Measure 1: $\frac{\partial \sigma}{\partial \mathbf{w}}$
One standard decomposition is to simply look at the marginal contributions to portfolio standard deviation:
$$\frac{\partial \sigma}{\partial \mathbf{w}} = \frac{1}{\sigma}\Sigma\mathbf{w}$$
Measure 2: $\mathbf{w} \circ \frac{\partial \sigma}{\partial \mathbf{w}} $
By Euler's homogeneous function theorem we have:
$$\sum_i w_i \frac{\partial \sigma}{\partial w_i} = \sigma(\mathbf{w})$$
This is still a marginal measure. (e.g. to see this, examine how this looks if a portfolio has two assets which are near perfect hedges for each other.)
Observe also that $\frac{\partial \sigma}{\partial \log w_i} = w_i \frac{\partial \sigma}{\partial w_i}$, hence $w_i \frac{\partial \sigma}{\partial w_i}$ tells you how much the standard deviation changes for a small percent change in your portfolio position. Eg. If I increase a weight 1 percent from from .02 to .0202, what happens to the standard deviation of portfolio returns?
Same as above but use weights on factors instead of weights on securities
Let $f_1, \ldots, f_k$ be zero cost portfolio returns (aka factors). Let $\Sigma^{(f)}$ be the covariance matrix. We can do the same type of math as above where $\beta$s denote weights on factors instead of weights on individual securities. We also have variance from an $\epsilon$ term orthogonal to the factors.
$$ R_p = \beta_1 F_1 + \beta_2 F_2 + \ldots \beta_k F_k + \epsilon $$
$$ \mathbb{V}(R_p) = \mathbb{V}(\epsilon) + \sum_{ij} \beta_i \beta_j \mathbb{Cov}(F_i, F_j)$$
Orthogonal factors: same thing as above but if factors are orthogonal (i.e. uncorrelated)
Because excess returns $R_i$ and $R_j$ are almost certainly correlated, the variance of portfolio returns is not simply the sum of the variances.
$$\mathbb{V}(R_p) = \mathbf{w}' \Sigma \mathbf{w} = \sum_{ij} w_i w_j \Sigma_{ij}$$
With $n$ securities, you have $n$ variance terms $n(n-1)$ $\Sigma_{i\neq j}$ covariance terms. On the other hand, if you have weights on orthogonal random variables, then you get a Pythogorean theorem type result and the variance of the sum is the sum of the variances. This decomposition gets much cleaner because all the covariance terms are zero.
$$ \mathbb{V}(R_p) = \mathbb{V}(\epsilon) + \sum_{i} \beta_i^2 \mathbb{V}(F_i)$$
With orthogonal factors, you can write the portfolio variance as simply the sum of variance stemming from each individual factor (because in a sense there are no statistical interactions between the factors).

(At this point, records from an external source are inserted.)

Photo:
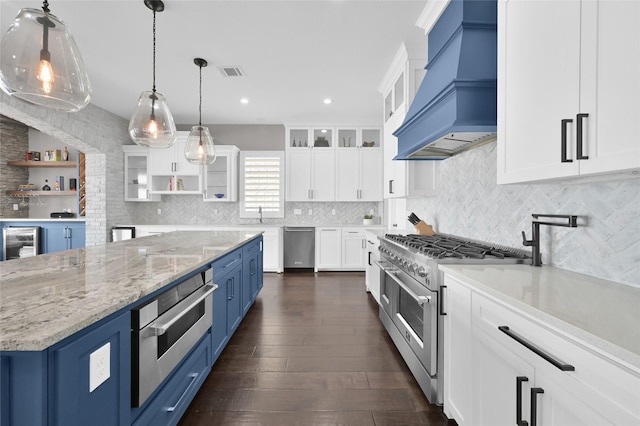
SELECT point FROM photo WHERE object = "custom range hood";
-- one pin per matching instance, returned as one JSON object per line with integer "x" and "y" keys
{"x": 455, "y": 106}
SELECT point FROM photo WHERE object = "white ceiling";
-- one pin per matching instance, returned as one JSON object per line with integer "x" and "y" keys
{"x": 294, "y": 55}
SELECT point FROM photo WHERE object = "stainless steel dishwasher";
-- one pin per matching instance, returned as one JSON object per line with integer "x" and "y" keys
{"x": 299, "y": 247}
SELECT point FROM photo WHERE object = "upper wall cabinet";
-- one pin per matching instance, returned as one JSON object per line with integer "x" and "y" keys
{"x": 137, "y": 181}
{"x": 358, "y": 165}
{"x": 403, "y": 178}
{"x": 171, "y": 172}
{"x": 221, "y": 177}
{"x": 568, "y": 96}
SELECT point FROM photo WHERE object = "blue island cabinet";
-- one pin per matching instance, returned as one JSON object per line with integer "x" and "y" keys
{"x": 63, "y": 236}
{"x": 52, "y": 387}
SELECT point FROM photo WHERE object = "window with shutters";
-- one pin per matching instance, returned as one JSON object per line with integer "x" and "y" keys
{"x": 261, "y": 184}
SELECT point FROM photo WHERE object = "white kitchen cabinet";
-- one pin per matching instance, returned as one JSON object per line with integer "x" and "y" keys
{"x": 358, "y": 174}
{"x": 457, "y": 347}
{"x": 354, "y": 249}
{"x": 310, "y": 175}
{"x": 221, "y": 177}
{"x": 493, "y": 374}
{"x": 403, "y": 178}
{"x": 372, "y": 270}
{"x": 328, "y": 248}
{"x": 170, "y": 171}
{"x": 137, "y": 181}
{"x": 577, "y": 80}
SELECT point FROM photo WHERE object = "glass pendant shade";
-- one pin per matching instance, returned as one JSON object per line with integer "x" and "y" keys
{"x": 152, "y": 123}
{"x": 199, "y": 148}
{"x": 40, "y": 63}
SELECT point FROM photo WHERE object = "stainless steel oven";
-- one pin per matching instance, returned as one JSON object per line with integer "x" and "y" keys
{"x": 409, "y": 312}
{"x": 411, "y": 296}
{"x": 165, "y": 329}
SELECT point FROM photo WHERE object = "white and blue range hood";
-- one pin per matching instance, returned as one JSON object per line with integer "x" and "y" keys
{"x": 455, "y": 106}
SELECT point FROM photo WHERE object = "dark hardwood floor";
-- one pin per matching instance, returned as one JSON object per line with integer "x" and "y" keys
{"x": 311, "y": 351}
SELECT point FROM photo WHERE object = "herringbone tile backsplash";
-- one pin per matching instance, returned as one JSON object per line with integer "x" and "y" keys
{"x": 606, "y": 243}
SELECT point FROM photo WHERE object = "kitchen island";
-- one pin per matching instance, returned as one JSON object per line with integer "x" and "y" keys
{"x": 58, "y": 309}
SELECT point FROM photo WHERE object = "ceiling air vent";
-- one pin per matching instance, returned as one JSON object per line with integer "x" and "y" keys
{"x": 231, "y": 71}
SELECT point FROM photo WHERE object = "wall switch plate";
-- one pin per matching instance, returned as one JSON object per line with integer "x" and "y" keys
{"x": 99, "y": 366}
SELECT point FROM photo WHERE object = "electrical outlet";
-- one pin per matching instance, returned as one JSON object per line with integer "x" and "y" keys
{"x": 99, "y": 366}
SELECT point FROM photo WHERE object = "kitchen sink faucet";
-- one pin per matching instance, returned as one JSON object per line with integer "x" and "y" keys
{"x": 572, "y": 222}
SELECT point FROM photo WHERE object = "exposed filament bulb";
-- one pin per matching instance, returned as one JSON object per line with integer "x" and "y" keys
{"x": 46, "y": 76}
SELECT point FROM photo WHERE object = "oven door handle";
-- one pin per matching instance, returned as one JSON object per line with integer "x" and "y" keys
{"x": 162, "y": 324}
{"x": 420, "y": 299}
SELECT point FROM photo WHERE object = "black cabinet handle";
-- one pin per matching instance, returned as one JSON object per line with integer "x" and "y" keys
{"x": 563, "y": 140}
{"x": 519, "y": 381}
{"x": 560, "y": 365}
{"x": 534, "y": 404}
{"x": 579, "y": 121}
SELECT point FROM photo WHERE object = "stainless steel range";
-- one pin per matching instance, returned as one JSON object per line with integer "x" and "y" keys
{"x": 411, "y": 292}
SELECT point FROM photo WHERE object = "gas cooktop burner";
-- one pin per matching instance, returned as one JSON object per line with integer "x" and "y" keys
{"x": 441, "y": 246}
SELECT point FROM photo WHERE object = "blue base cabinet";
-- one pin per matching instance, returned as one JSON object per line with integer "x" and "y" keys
{"x": 170, "y": 403}
{"x": 62, "y": 236}
{"x": 51, "y": 387}
{"x": 54, "y": 235}
{"x": 72, "y": 402}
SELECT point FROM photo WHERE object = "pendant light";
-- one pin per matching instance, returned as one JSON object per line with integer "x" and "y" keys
{"x": 199, "y": 148}
{"x": 40, "y": 62}
{"x": 152, "y": 123}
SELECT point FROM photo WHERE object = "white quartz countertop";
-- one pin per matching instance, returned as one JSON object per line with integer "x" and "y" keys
{"x": 45, "y": 298}
{"x": 47, "y": 219}
{"x": 601, "y": 314}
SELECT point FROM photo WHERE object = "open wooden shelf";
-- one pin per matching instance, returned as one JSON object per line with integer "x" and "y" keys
{"x": 24, "y": 163}
{"x": 39, "y": 193}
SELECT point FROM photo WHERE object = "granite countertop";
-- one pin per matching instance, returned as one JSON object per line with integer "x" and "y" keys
{"x": 600, "y": 313}
{"x": 45, "y": 298}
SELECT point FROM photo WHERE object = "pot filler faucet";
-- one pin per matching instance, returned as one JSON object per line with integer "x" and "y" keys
{"x": 572, "y": 222}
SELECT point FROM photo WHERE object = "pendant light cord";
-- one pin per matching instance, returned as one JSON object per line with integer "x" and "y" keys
{"x": 200, "y": 105}
{"x": 154, "y": 51}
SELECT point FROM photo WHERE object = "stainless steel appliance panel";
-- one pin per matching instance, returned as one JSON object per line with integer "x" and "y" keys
{"x": 20, "y": 241}
{"x": 299, "y": 247}
{"x": 165, "y": 329}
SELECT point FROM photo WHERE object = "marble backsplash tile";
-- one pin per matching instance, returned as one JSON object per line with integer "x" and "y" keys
{"x": 191, "y": 210}
{"x": 606, "y": 243}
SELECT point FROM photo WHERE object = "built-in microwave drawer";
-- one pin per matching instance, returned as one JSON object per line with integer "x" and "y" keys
{"x": 170, "y": 403}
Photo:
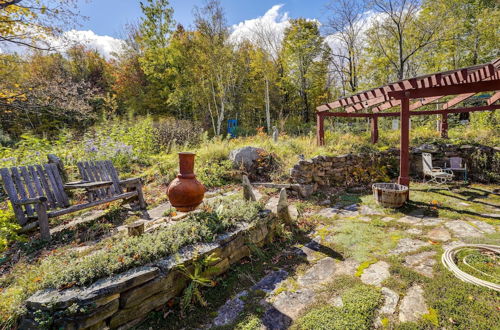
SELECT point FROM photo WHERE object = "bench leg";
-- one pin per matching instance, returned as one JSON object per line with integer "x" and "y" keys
{"x": 43, "y": 220}
{"x": 140, "y": 196}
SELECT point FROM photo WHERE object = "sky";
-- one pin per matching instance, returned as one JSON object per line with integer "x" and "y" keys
{"x": 108, "y": 17}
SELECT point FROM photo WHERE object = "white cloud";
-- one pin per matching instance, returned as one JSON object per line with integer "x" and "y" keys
{"x": 270, "y": 27}
{"x": 105, "y": 45}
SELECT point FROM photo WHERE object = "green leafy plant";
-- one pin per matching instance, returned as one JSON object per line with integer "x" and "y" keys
{"x": 200, "y": 276}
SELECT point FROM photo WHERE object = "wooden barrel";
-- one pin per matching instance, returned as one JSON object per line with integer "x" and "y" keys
{"x": 390, "y": 194}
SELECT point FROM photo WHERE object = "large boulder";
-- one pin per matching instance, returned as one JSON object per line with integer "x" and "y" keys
{"x": 256, "y": 163}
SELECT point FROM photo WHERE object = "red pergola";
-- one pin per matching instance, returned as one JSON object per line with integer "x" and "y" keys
{"x": 412, "y": 94}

(Note: portfolios must be constructed specially to have orthogonal returns)
Average over orderings methods
As noted previously, if you have $n$ securities, you don't get a clean, linear decomposition into $n$ components because of all the covariance terms: you have a sum over $\frac{n(n-1)}{2}$ covariance terms.
Another possible thing to do is to get at some notion of importance by looking at marginal variance (from adding the position) averaged over different orderings. Eg. in the two return case look at:
- Add security 1 first. $\mathbb{V}(w_1 R_1) = w_1^2 \Sigma_{11}$ and
- Add security 1 second. $\mathbb{V}(w_1 R_1 + w_2 R_2) - \mathbb{V}(w_2 R_2) = w_1^2
\Sigma_{11} + 2 w_1 w_2 \Sigma_{12}$
Then average these two orderings together to get:
$$ w_1^2 \Sigma_{11} + w_1 w_2 \Sigma_{12}$$
This measure probably has some nice properties, but it is a bit abstract in a sense.
A warning
Something to watch out for is that unsophisticated types may want to say something like 20% of our risk is from exposure to China, 80% is from North America. But unless each region is statistically independent (which they most certainly aren't), this statement can never really make great sense. The positions interact! You have the covariance term between China and North America.
Anyway, I think a first question you need to ask and answer is why am I trying to decompose risk? What question am I trying to answer?